We are all older and hopefully a bit wiser than we were in our youth. When we were young, having a conversation with the grandparents was not a priority, even with the language barrier! We were more interested in knowing where the next cookie was coming from without getting our face cheeks all smushed together for a kiss. So if you had the opportunity to have a conversation with grandpa and grandma Tomasso now, what would you ask them?
I would have several questions to start the conversation including: how did they find the resolve to leave Italy knowing they would probably never see their family again? What was that goodbye like? What were their life dreams and aspirations. What was their biggest regret? What was their greatest joy?
So if you had the chance, what would you talk to grandma and grandpa about?
More from Dolores (added here with permission)…
Hi, David,
Thanks for your message. It rounded out some of the thoughts that I was quickly putting together. One does see life differently as one ages, and the older one gets, the more so.
Your writing covers a lot of territory but I was happy to be up-to-date with your family and to hear your thoughts about our extended family history. I have especially wondered about what happened at the time of Grandpa Tomasso’s death: he was in his late fifties and there were eight children. I was slightly more than a year old. When I was growing up, I learned very little unless I asked a direct question: my mother told me that he worked an open fire at a foundry (?) and died of pneumonia.

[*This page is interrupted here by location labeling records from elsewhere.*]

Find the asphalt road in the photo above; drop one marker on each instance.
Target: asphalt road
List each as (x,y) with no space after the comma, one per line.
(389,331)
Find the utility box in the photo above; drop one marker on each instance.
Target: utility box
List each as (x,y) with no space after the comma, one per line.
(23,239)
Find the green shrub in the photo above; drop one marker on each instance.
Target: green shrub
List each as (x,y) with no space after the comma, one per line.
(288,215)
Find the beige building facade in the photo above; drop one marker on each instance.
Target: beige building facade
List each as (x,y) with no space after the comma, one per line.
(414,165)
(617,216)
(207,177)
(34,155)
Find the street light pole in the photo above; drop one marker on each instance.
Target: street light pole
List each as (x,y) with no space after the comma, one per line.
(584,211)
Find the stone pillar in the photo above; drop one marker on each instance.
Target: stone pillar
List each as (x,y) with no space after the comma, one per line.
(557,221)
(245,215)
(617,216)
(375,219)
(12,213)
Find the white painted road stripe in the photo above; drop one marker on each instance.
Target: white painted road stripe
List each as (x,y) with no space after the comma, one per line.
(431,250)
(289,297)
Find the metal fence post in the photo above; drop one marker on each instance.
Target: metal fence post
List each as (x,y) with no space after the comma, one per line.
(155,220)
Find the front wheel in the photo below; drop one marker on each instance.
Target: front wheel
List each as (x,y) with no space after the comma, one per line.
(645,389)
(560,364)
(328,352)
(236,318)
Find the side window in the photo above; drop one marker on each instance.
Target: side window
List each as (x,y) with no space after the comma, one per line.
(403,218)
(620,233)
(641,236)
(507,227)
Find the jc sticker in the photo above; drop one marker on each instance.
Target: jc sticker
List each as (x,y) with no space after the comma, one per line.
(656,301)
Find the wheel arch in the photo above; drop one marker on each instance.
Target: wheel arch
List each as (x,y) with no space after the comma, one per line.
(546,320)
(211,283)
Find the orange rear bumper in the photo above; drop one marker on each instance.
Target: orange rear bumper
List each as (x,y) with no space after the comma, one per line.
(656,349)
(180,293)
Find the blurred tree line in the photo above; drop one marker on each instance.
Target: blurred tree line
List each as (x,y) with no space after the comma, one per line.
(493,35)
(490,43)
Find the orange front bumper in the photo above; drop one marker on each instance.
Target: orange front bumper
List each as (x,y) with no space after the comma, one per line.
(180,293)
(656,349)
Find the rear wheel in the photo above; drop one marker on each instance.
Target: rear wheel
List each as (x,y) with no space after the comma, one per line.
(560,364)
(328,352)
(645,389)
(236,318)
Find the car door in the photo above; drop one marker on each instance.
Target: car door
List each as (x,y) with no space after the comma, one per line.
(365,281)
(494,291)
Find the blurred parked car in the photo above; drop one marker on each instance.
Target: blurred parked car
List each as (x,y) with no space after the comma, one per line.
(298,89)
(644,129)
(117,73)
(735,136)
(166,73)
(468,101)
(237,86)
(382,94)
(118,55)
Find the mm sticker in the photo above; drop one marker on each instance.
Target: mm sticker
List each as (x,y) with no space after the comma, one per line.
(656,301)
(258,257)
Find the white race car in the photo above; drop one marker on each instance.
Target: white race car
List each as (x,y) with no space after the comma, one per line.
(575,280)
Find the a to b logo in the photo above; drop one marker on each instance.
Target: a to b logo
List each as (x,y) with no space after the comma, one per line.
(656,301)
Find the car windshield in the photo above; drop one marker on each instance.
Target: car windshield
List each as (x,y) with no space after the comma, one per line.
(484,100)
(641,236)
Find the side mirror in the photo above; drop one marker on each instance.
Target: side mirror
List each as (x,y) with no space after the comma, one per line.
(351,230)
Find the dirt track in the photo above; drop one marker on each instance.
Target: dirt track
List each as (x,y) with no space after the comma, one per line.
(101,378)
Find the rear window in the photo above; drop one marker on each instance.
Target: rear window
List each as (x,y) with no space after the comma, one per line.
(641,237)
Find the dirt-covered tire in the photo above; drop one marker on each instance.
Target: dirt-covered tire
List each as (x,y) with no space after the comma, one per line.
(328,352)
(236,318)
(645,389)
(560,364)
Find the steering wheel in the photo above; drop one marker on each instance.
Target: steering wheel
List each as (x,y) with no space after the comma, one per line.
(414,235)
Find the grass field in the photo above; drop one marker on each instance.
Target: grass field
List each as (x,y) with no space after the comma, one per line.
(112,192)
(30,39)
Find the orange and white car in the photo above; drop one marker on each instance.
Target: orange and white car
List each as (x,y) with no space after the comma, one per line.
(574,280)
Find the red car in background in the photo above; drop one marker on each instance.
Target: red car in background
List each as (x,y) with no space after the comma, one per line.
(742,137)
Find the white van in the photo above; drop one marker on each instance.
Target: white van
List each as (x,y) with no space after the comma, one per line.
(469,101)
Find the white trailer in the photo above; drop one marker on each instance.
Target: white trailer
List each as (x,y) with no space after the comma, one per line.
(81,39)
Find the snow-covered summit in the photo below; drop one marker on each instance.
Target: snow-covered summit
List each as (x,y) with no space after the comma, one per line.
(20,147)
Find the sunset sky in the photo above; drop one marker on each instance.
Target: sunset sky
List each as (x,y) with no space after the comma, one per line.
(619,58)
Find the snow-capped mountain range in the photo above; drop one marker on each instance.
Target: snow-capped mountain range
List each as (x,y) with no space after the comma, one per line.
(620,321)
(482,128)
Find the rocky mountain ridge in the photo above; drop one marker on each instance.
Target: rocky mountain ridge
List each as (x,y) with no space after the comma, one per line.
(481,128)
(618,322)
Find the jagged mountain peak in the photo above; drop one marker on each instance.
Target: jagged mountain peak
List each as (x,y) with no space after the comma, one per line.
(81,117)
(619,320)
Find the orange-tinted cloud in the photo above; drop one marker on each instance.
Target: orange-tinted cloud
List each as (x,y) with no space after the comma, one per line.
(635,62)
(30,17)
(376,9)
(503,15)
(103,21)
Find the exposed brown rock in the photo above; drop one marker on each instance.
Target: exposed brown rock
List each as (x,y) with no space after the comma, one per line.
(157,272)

Grandma was very religious, said at least one rosary daily, and in her later years went to daily Mass at Holy Rosary. I remember that she used to walk there from Avery Street.
When I visited Grandma’s last living sister in La Villa in 2020, I had a twinge of what their life was like as children and why the lure of the New World may have gotten attention. She lived in quite poor circumstances.
I feel as though we (you and I) are different generations in the cousin-line. I still remember visiting you in the hospital when you were there as a child. You always seemed like a “happy” kid, though I think that we each wear our emotions differently.
Yes, as I recall, “family” was the beginning, middle and end of “happy”. That translates into “people.” I hope that your 3.5 year old grandson Henry gets as much emotional satisfaction from family. I am not sure how that works these days because there are so many other demands for one’s attention even at an early age. Perhaps “family” is not the social womb that we knew growing up, but since I don’t live in that construct, I don’t know. Everyone seems so “distracted” emotionally and otherwise.
Hi, David,
Your post is interesting because every so often I wonder some of that -more about my father who came here at 15 years old – but I don’t know if our grandparents’ generation put such feelings into thoughts or words. I wonder if our generation has been brought up (and bought) the idea that life is supposed to be “happy.” Looking back, I believe that the people I remember in that generation expected life to be hard and expected to make hard choices, though they certainly felt the hardship.
I’d want to know if they set thought about returning to Italy
My father was clear that he never wanted to go back. My mother visited Italy without him because we all knew how he felt.